Throughout the summer the American mainstream media took time to report on how American made firearms were supposedly fueling a drug war in Mexico, while the incidents of shootings in Canada was about because of American hardware.

Meanwhile, very little has been picked up in the States on the thousands of firearms seized in Australia and China – two nations were gun ownership is either difficult or impossible. For the record, private gun ownership in Communist China is entirely banned. And at the same time, unfortunately crime is up in the U.K., with cities like Manchester seeing a significant increase in gun crime in the past decade. However, this hardly gets any play in the United States.

The reason is likely crystal clear. In China, and in the U.K., it isn’t American guns that are in the hands of criminals. So for the MSM there is no story.

Chinese Police Seize 50,000 Guns!

We’ve reported on this before, but it is in the mainstream media again – unfortunately ONLY in the mainstream media in China as the Western media seems not to notice.
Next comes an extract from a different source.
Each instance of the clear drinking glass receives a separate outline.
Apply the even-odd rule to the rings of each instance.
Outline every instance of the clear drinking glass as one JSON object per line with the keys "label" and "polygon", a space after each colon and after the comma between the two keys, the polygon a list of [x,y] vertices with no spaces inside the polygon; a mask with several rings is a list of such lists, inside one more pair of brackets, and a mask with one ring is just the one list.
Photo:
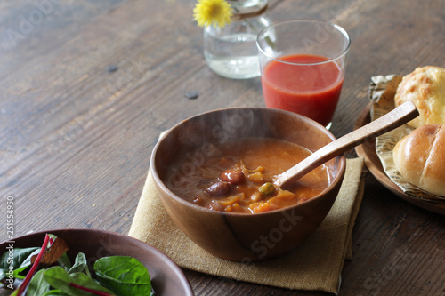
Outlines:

Police in China have seized more than 50,000 guns in a crackdown that began in March and will continue to China’s October 1 National Day celebration. But it isn’t just guns either reports the Window of China news organization:

“Chinese police have confiscated more than 50,000 guns and nearly 900 tonnes of explosives in a crackdown during the past five months, the Ministry of Public Security (MPS) said Thursday. Nearly 10,000 suspects have been arrested.”

This is again notable because in China possession of any firearm is illegal. If it is possible for so many guns to be in private hands in a Communist state that controls the media, and has limited infrastructure with roads and rails, how can anyone in the United States believe that criminals here wouldn’t also manage to find guns?

Chinese Government Seizes 19,000 Firearms in Four Months

Private ownership of firearms is illegal in China. Let me repeat that statement: PRIVATE OWNERSHIP OF FIREARMS IS ILLEGAL IN CHINA. Yet in four months, the Chinese government seized 19,000 guns. According to the China View news agency, it was NOT just firearms that were seized either:

“Chinese police have confiscated 19,000 guns and close to 500 tonnes of explosives in a crackdown on explosive and gun-related crimes in the last four months, the Ministry of Public Security announced here Monday.”

But that’s not all folks, the story adds:

“Police also confiscated close to 1.47 million detonators, 800,000 bullets and 39,000 imitation guns.”